Dalam situasi yang tidak berpengharapan itulah, tiba-tiba Raden Rawan anak nomor dua menyatakan kesanggupannya untuk dijadikan korban bagi Prabu Dwaka. Mendengar kesanggupan Raden Rawan Resi Hijrapa, Nyai Resi dan dua saudaranya terharu. Jika mau jujur, dengan pernyataan kesanggupan Raden Rawan tersebut, Resi Hijrapa dibebaskan dari ketidakberdayaannya untuk memilih salah satu diantara ketiga anaknya. Namun bagaimanapun juga sebagai orang tua tentunya hatinya teriris, tatkala menyerahkan anaknya sebagai pangewan-ewan raja..
Dimata orang tua dan keluarga, raden Rawan tidak mempunyai keistimewaan. Selain tidak cukup tampan jika dibandingkan dengan kakak dan adiknya Raden Rawan adalah anak yang paling pendiam dan sederhana. Namun dibalik itu semua sesekali waktu, terutama pada saat-sat yang sulit, muncul pribadi yang mengejutkan dan bahkan mecengangkan, yang tidak terduga sebelumnya
Seperti yang terjadi pada saat itu, malam dingin beku, dan embunpun mulai turun, tiba-tiba dihanggatkan oleh keberanian Raden Rawan untuk menghadapi Prabu Dwaka dan siap mati menjadi ‘tawur agung.” Resi Hijrapa ingin tahu apa yang mendasari keberanian anaknya tersebut. Dengan jujur raden Rawan mengatakan dihadapan Bapak, ibu, kakak serta adiknya.

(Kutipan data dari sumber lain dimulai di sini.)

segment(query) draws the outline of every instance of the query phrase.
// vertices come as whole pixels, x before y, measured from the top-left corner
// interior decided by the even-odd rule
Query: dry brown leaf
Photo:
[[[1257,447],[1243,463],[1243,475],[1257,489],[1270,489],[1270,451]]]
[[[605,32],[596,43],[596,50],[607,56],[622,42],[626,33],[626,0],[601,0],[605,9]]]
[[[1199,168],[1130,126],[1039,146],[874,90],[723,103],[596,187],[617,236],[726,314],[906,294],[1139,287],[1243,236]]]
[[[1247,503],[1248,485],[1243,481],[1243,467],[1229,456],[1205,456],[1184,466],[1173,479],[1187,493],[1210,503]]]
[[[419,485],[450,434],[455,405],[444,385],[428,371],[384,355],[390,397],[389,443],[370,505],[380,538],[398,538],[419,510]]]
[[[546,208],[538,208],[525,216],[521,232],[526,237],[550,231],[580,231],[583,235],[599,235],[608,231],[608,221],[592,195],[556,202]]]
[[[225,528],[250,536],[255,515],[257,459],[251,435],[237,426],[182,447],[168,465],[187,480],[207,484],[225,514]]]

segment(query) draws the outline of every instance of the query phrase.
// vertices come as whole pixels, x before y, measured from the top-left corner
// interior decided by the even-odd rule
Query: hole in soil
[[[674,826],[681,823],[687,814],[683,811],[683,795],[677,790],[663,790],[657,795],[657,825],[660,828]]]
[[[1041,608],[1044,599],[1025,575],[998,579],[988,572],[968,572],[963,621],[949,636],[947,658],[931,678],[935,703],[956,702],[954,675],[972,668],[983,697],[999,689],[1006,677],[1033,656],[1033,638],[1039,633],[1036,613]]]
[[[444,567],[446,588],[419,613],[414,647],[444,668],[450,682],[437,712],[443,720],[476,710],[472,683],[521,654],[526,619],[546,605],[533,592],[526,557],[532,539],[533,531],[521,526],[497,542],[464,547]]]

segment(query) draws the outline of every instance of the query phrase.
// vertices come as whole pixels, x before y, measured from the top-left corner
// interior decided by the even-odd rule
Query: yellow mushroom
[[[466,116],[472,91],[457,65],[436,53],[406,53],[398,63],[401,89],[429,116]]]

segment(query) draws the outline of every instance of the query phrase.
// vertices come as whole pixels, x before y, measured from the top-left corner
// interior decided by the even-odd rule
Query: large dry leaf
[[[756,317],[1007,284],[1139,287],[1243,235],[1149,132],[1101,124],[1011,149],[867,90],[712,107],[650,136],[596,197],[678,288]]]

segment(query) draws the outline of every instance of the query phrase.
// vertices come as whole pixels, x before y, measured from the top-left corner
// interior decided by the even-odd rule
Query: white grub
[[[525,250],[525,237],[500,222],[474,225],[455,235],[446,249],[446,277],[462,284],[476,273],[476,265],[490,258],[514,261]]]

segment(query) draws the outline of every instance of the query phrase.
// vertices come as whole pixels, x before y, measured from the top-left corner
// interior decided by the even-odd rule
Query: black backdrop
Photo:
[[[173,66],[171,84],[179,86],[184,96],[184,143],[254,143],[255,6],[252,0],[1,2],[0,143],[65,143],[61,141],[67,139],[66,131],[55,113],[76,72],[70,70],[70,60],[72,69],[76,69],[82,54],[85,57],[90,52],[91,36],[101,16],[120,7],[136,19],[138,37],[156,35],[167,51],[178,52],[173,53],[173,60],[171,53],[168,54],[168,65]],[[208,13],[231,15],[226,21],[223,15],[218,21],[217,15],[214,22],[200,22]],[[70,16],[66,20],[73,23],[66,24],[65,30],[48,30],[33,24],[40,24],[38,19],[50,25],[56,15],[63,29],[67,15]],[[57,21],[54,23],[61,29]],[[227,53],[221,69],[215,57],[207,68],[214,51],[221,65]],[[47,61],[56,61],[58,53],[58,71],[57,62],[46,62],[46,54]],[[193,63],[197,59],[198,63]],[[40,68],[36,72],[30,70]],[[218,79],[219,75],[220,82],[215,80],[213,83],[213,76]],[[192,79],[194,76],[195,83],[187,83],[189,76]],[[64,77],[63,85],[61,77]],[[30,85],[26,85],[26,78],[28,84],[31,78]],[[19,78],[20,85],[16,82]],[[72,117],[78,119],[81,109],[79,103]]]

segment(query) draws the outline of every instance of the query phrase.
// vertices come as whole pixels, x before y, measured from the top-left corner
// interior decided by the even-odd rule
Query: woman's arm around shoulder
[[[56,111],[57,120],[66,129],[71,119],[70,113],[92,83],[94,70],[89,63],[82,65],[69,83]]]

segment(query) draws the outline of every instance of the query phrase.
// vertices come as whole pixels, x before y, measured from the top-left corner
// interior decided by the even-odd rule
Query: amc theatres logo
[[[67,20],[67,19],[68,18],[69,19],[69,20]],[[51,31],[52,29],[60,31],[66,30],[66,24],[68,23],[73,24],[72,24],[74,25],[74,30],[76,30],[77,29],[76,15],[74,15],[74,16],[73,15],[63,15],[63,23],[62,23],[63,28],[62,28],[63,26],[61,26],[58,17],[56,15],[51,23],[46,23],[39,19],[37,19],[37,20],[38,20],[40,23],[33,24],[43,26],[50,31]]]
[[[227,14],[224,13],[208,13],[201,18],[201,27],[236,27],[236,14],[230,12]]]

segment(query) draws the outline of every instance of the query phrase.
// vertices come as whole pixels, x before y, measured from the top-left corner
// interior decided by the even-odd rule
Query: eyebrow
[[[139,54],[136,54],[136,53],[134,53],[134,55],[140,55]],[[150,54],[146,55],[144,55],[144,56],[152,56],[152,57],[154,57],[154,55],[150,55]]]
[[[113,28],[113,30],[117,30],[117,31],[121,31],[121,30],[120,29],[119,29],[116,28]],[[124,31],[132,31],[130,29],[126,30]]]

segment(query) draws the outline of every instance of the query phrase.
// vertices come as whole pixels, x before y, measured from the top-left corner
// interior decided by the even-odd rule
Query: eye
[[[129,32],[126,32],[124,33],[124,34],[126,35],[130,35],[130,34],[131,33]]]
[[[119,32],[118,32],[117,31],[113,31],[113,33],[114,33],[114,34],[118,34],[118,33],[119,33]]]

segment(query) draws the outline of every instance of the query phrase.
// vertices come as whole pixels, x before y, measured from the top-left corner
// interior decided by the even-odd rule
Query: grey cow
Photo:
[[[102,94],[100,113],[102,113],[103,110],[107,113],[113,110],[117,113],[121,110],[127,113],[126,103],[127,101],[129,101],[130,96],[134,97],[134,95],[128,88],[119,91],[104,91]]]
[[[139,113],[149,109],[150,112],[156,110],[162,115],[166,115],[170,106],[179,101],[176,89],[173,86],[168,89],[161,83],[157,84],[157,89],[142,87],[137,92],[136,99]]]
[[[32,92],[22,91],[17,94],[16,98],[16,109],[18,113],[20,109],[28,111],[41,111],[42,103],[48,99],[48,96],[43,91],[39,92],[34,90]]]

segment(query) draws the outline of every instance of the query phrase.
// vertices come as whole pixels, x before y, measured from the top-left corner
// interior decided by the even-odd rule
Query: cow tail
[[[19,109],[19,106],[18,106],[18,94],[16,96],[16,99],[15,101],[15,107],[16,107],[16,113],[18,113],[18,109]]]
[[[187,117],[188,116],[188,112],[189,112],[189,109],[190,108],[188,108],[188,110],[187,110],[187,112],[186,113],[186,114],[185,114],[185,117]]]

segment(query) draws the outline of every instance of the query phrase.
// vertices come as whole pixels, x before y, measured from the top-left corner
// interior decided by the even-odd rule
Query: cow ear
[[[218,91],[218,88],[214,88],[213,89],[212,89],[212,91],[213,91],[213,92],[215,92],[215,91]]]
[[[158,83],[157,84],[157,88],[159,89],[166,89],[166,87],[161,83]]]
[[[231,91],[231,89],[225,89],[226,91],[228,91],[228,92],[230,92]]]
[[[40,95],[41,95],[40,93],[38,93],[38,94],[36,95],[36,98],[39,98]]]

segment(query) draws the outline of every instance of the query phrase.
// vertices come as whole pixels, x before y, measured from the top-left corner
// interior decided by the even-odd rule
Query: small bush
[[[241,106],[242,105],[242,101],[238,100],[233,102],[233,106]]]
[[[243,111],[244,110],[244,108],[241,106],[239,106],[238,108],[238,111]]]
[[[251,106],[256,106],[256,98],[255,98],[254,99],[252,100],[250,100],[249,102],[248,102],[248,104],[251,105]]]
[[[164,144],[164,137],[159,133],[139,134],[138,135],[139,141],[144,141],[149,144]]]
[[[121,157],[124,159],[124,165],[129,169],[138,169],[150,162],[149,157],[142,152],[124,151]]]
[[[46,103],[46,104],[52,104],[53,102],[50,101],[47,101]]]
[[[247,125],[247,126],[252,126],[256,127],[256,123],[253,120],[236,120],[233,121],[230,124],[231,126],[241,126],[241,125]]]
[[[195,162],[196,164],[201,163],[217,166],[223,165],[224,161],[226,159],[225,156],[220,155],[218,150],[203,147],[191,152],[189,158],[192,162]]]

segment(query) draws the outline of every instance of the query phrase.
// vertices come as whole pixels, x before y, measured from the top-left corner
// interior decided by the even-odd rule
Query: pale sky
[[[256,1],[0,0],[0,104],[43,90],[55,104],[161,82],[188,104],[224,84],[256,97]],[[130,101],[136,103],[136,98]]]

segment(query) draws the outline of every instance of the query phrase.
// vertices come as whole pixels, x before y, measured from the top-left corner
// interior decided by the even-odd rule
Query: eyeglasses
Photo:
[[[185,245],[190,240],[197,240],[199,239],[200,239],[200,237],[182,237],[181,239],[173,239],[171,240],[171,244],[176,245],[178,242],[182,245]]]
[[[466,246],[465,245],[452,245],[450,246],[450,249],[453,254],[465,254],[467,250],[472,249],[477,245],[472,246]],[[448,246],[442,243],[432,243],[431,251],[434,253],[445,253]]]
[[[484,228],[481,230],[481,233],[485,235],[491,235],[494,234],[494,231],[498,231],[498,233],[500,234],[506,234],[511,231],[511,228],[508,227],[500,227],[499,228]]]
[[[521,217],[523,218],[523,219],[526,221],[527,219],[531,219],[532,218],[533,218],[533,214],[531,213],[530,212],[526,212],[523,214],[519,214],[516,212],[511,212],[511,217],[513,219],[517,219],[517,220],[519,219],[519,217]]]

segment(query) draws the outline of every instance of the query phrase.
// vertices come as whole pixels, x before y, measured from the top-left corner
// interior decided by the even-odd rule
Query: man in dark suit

“Bapak dan Ibu, maafkan anakmu ini, jika pernyataanku menyakitkan hati Bapak dan Ibu. Aku berani menghadapi Prabu Dwaka dan siap mati menjadi santapannya, kare di keluarga ini aku adalah anak yang paling tidak berarti. Menurut yang aku rasakan, bapak sangat menyayangi kakaku dan Ibu sangat mengasihi adikku. Sehingga jika aku yang dikorbankan keluarga ini akan segera lupa kesedihannya, lupa akan aku dan cepat pulih kembali”
“Rawaaaan! Ooh Rawaaaan!”
Hampir bersamaan Resi Hijrapa dan Nyai Resi menubruk Rawan anaknya. Kedua orang tua itu menangis seperti anak kecil. Pernyataan Rawan yang jujur dan polos itu.sungguh telah menyadarkan bahwa selama ini tanpa disengaja ia telah melakukan ‘mban cindhe, mban siladan.’ Mengemban anaknya yang satu dengan kain cindhe empuk dan halus, dan mengemban anak yang lainnya dengan siladan, sesetan bambu hitam yang tajam dan melukai. Resi Hijrapa dan Nyai Resi telah pilih kasih dalam mendidik dan mendampingi ke tiga anaknya. Layaklah jika padepokan Giripurwa ambyar diterpa badai ketakutan, karena guru utamanya saja tidak berhasil dalam mengatasi ketakutan dan membagi keadilan di dalam keluarga. Akibatnya para cantriknya pada pergi mengungsi dan sebagian menjadi bebahu desa di Kalurahan Kabayakan.
“Tidaaaak! Tidak anakku, engkau tidak boleh menjadi korban. Biar aku saja, orang tua ‘balilu’ yang tak tahu malu. Orang tua bangka yang tak banyak guna”. Resi Hijrapa mengakui segala kedunguannya. Namun Rawan tetap pada niatnya, bahwa ia ingin menjadi tumbal negara dan keluarga.
Suara gaduh di ruang tengah itu cukup menggangu Kunthi beserta anaknya yang numpang di emper bagian depan. Bahkan telinga Kunthi telah mendengar semua yang dibicarakan Keluarga Resi Hijrapa.
Bersamaan dengan suara kokok ayam, ketegangan keluarga Resi Hijrapa mulai reda. Mau tidak mau mereka harus mengakui kebenaran Raden Rawan. Bahwa untuk memperkecil bencana keluarga, dirinyalah yang harus dikorbankan. Kecuali jika Resi Hijrapa berani dan tegas menentang keputusan Prabu Dwaka, dan berani mengatakan bahwa hal tersebut adalah jahanam, aku tidak sudi untuk melaksanakan. Huh!
Ketika fajar nampak merekah diufuk timur, dan sinarnya mulai membagi terang dan kehidupan bagi yang jahat, bagi yang baik dan bagi siapa saja tanpa kecuali, keluarga Resi Hijrapa justru baru mulai terlelap dalam tidur. Entah karena semalamnya belum tidur atau karena mereka enggan atau bahkan malu kepada Matahari yang saban hari memberikan teladan bagaimana seharusnya untuk berlaku adil kepada semua ciptaan.